Die Aufstiege der Westvereine haben das Problem verschärft. In dieser Saison finden in NRW 231 Partien in den ersten drei Ligen statt – eine Steigerung von zehn Prozent. Nicht mehr zu schaffen für die Polizei. So hat NRW-Innenminister Ralf Jäger zu Beginn der Woche sein Pilotprojekt vorgestellt, will Kräfte bündeln, will mutmaßlich friedliche Spiele schwächer besetzen.
"Ganz sachlich betrachtet tun wir etwas, was eigentlich normal sein sollte: immer wieder Lage-angepasst zu überprüfen, wie viele Polizeibeamtinnen und -beamte einzusetzen sind. Davon ausgenommen sind Hochrisikospiele."
Damit stößt Jäger bei einem der bekanntesten Vertreter der Fan-Szene, bei Jan-Henrik Gruszecki, auf Gegenliebe. Denn Gruszecki macht die Polizei mitverantwortlich für viele Ausschreitungen:
"Kommt die Aggression dadurch, dass man am Bahnhof ankommt und eingekesselt wird? Man kann sich nichts zu trinken kaufen, nichts zu essen kaufen, darf nicht aufs Klo gehen. Da hat man natürlich erst mal eine angespannte Atmosphäre und dann kommt es eben manchmal zu Szenen, die eigentlich keiner haben will."
Verantwortung der Fan-Szene
Eine Position, die Oliver Malchow, Chef der Gewerkschaft der Polizei, so nicht gelten lassen kann. Er verweist auf die Verantwortung auch der Fan-Szene: "Viele Straftäter in diesen Gruppen können nur agieren, weil andere um sie herum diesen Schutz gewährleisten. Da müssen sich auch die Fanbeauftragten deutlich distanzieren."
Und Malchow legt nach, stellt auch Jägers Pilotprojekt in Frage. Waren Partien in der Vergangenheit unauffällig, muss das nicht für die Zukunft gelten: "Vielleicht sind sie ja gewaltfrei gewesen, weil Polizei da war",
gibt der Vertreter von rund 170.000 Polizisten in Deutschland zu bedenken. Dabei geht es ihm, wie er beteuert, nicht ums Geld, sondern darum, Gewalt zu vermeiden. Am liebsten wäre es ihm, man könnte Fußballspiele mit demselben Aufwand begleiten wie einen Laternenzug.

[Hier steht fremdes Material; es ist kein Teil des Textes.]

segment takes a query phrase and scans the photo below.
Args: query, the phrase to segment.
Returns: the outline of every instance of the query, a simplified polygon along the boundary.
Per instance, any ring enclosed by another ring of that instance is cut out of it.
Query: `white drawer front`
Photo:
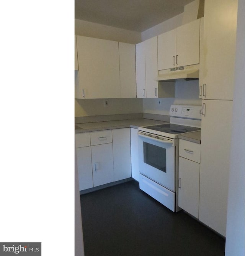
[[[89,132],[82,132],[75,134],[76,147],[82,147],[90,145],[90,136]]]
[[[111,143],[112,142],[111,130],[90,132],[91,145]]]
[[[180,139],[179,155],[200,163],[200,144]]]

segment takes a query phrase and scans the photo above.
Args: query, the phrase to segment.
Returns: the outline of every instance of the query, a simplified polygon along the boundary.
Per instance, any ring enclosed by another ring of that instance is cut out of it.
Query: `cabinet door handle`
[[[202,96],[202,86],[200,85],[199,86],[199,96]]]
[[[206,103],[203,103],[203,116],[205,116],[206,114]]]
[[[191,154],[193,154],[194,152],[192,150],[190,150],[189,149],[184,149],[184,150],[188,153],[190,153]]]
[[[207,88],[206,86],[206,84],[203,84],[203,95],[204,97],[206,97],[206,92]],[[204,93],[205,92],[205,93]]]
[[[104,136],[103,137],[98,137],[98,139],[99,140],[105,140],[106,139],[106,137]]]

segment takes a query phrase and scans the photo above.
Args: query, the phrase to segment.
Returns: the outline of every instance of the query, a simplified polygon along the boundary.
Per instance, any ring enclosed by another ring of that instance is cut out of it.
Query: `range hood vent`
[[[158,71],[155,81],[175,82],[178,79],[186,81],[199,79],[199,65],[178,67]]]

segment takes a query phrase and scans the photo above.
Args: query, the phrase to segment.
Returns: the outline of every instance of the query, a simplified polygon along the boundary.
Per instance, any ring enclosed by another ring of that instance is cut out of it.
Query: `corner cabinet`
[[[200,145],[180,139],[178,205],[198,218]]]
[[[136,45],[137,98],[157,98],[157,36]]]
[[[82,190],[93,187],[90,133],[76,134],[75,139],[79,190]]]
[[[120,96],[118,43],[77,36],[78,99]]]
[[[119,42],[121,98],[136,97],[135,45]]]
[[[157,69],[157,38],[136,45],[137,98],[174,97],[175,84],[155,81]]]
[[[157,36],[158,70],[199,63],[200,20]]]
[[[131,177],[130,128],[75,136],[80,190]]]
[[[134,45],[77,35],[77,46],[75,98],[136,97]]]

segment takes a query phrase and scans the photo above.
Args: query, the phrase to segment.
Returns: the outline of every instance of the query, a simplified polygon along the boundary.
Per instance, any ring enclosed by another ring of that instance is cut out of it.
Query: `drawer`
[[[112,142],[111,130],[90,132],[91,145],[111,143]]]
[[[200,144],[180,139],[179,155],[200,163]]]
[[[90,136],[88,132],[82,132],[75,134],[76,147],[82,147],[90,145]]]

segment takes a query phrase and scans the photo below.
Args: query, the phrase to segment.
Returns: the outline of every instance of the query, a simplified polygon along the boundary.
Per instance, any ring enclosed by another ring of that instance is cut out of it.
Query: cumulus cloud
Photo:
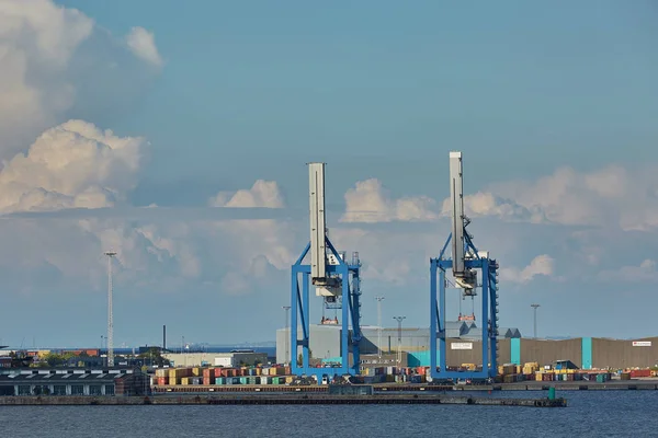
[[[648,231],[658,227],[657,187],[655,166],[628,170],[610,165],[583,173],[560,168],[536,182],[497,184],[490,192],[513,199],[531,212],[531,221]],[[514,217],[529,219],[526,211]]]
[[[3,163],[0,212],[113,206],[135,186],[146,147],[83,120],[47,129]]]
[[[623,266],[620,269],[602,270],[599,278],[605,281],[643,283],[658,281],[658,263],[646,258],[639,266]]]
[[[211,207],[283,208],[285,199],[275,181],[258,180],[251,188],[219,192],[208,200]]]
[[[538,275],[552,276],[555,270],[555,261],[546,254],[537,255],[523,269],[515,267],[501,268],[500,281],[510,281],[525,285]]]
[[[139,53],[157,54],[152,35],[133,39],[151,43]],[[147,80],[141,59],[76,9],[0,1],[0,159],[76,115],[124,108]]]
[[[529,209],[517,204],[512,199],[506,199],[501,196],[488,192],[478,192],[474,195],[464,196],[464,210],[470,218],[494,216],[503,220],[523,220],[532,223],[545,221],[545,217],[538,208]],[[450,198],[443,200],[441,215],[450,217],[452,215],[452,203]]]
[[[162,66],[162,58],[156,47],[156,38],[152,32],[144,27],[133,27],[126,37],[131,50],[141,59],[152,64],[156,67]]]
[[[376,178],[356,182],[345,193],[341,222],[426,221],[436,218],[435,201],[427,196],[394,199]]]

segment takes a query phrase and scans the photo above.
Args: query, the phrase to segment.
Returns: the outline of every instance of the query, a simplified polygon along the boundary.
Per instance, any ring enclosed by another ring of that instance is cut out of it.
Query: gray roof
[[[8,384],[110,384],[124,373],[41,373],[41,374],[2,374],[0,385]]]

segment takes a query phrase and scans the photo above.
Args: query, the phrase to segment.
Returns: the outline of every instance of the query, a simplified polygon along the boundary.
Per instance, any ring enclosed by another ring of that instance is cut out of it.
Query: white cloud
[[[136,59],[78,10],[1,0],[0,159],[76,114],[124,108],[144,84]]]
[[[211,207],[283,208],[285,199],[275,181],[258,180],[251,188],[219,192],[208,200]]]
[[[523,269],[515,267],[502,267],[500,269],[500,281],[510,281],[525,285],[538,275],[552,276],[555,270],[555,261],[546,254],[537,255]]]
[[[648,231],[658,227],[657,187],[655,165],[610,165],[587,173],[560,168],[536,182],[496,184],[489,191],[531,211],[531,221]],[[527,219],[524,212],[514,216]]]
[[[156,47],[156,38],[152,32],[148,32],[144,27],[133,27],[126,37],[126,42],[136,56],[156,67],[162,66],[162,58],[158,53],[158,47]]]
[[[620,269],[602,270],[599,274],[599,279],[644,284],[645,287],[650,287],[650,285],[658,281],[658,263],[651,258],[646,258],[639,266],[622,266]]]
[[[537,208],[533,210],[517,204],[512,199],[506,199],[488,192],[478,192],[474,195],[464,196],[464,210],[470,218],[494,216],[503,220],[523,220],[532,223],[545,221],[544,215]],[[443,200],[441,215],[452,215],[451,199]]]
[[[112,206],[135,186],[146,146],[82,120],[50,128],[4,162],[0,212]]]
[[[356,182],[345,193],[341,222],[427,221],[436,218],[435,201],[427,196],[393,199],[376,178]]]

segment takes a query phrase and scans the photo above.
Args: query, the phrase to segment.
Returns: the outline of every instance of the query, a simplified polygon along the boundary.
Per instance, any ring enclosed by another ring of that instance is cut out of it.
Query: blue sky
[[[503,325],[530,334],[537,301],[541,335],[656,334],[655,2],[14,3],[2,342],[98,343],[109,246],[117,344],[164,323],[273,338],[308,161],[328,162],[332,239],[364,261],[363,322],[382,293],[385,321],[426,326],[450,150],[476,242],[507,269]]]

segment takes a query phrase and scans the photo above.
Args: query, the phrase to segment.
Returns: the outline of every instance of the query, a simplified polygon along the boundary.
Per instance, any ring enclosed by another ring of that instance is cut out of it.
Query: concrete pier
[[[137,396],[0,396],[3,406],[34,405],[272,405],[272,404],[463,404],[487,406],[566,407],[564,399],[495,399],[440,394],[235,394]]]

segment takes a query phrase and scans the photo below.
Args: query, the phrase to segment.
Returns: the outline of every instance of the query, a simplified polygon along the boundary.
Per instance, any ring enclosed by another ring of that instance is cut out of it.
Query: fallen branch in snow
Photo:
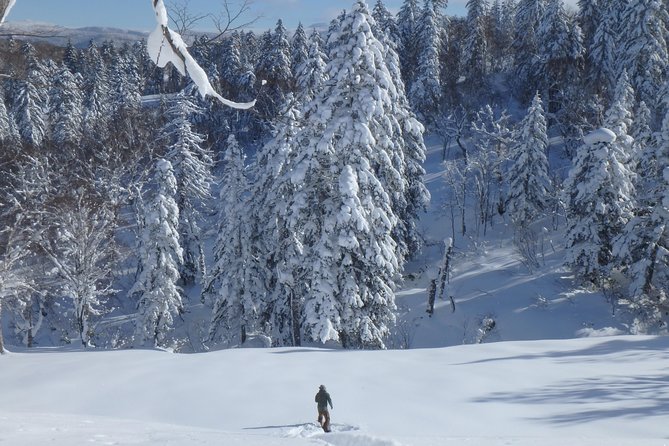
[[[4,22],[16,0],[0,0],[0,23]]]
[[[3,1],[3,0],[0,0]],[[163,0],[151,0],[153,9],[156,13],[158,25],[149,35],[147,49],[151,60],[161,68],[168,63],[172,63],[183,76],[189,76],[197,86],[200,94],[218,99],[222,104],[228,107],[247,110],[255,105],[255,100],[251,102],[234,102],[224,98],[211,86],[207,74],[202,67],[195,61],[188,52],[188,46],[183,41],[179,33],[172,31],[167,22],[167,10]]]

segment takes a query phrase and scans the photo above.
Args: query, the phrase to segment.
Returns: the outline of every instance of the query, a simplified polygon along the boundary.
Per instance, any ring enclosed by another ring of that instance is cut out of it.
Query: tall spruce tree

"Würde man diese Arbeit nicht mehr machen müssen, wir würden in Deutschland jeden Tag 1.800 Polizeivollzugsbeamte mehr auf der Straße haben können, um Wohnungseinbrüche zu verhindern oder aufzuklären, Verkehrsunfallaufnahmen durchzuführen, Verkehrssicherheit durchzuführen und andere Dinge auch."
Einsatz bei Castortransporten zahlen auch nicht die Energieversorger
DFB-Schatzmeister Reinhard Grindel gibt zu erkennen, dass der Verband seiner Verantwortung gerecht wird. Mit Fankonzepten, mit runden Tischen. Für Polizeileistungen zu bezahlen, kommt für ihn nicht infrage. Schließlich begleite die Polizei ja auch Castortransporte und bitte dafür nicht die Energieversorger zur Kasse. Grindel verweist auf den Fußball als Teil des gesellschaftlichen Lebens:
"Für Recht und Ordnung zu sorgen, ist ein öffentliches Gut. Da haben wir das Polizei- und Ordnungsrecht, das uns klar sagt: Nur der Störer oder - wie die Rechtsprechung es entwickelt hat - der Zweckveranlasser muss dafür zahlen. Der Fußball ist weder Störer noch Zweckveranlasser, weil der Fußball ein Interesse daran hat, dass es gerade nicht zu Gewalt kommt."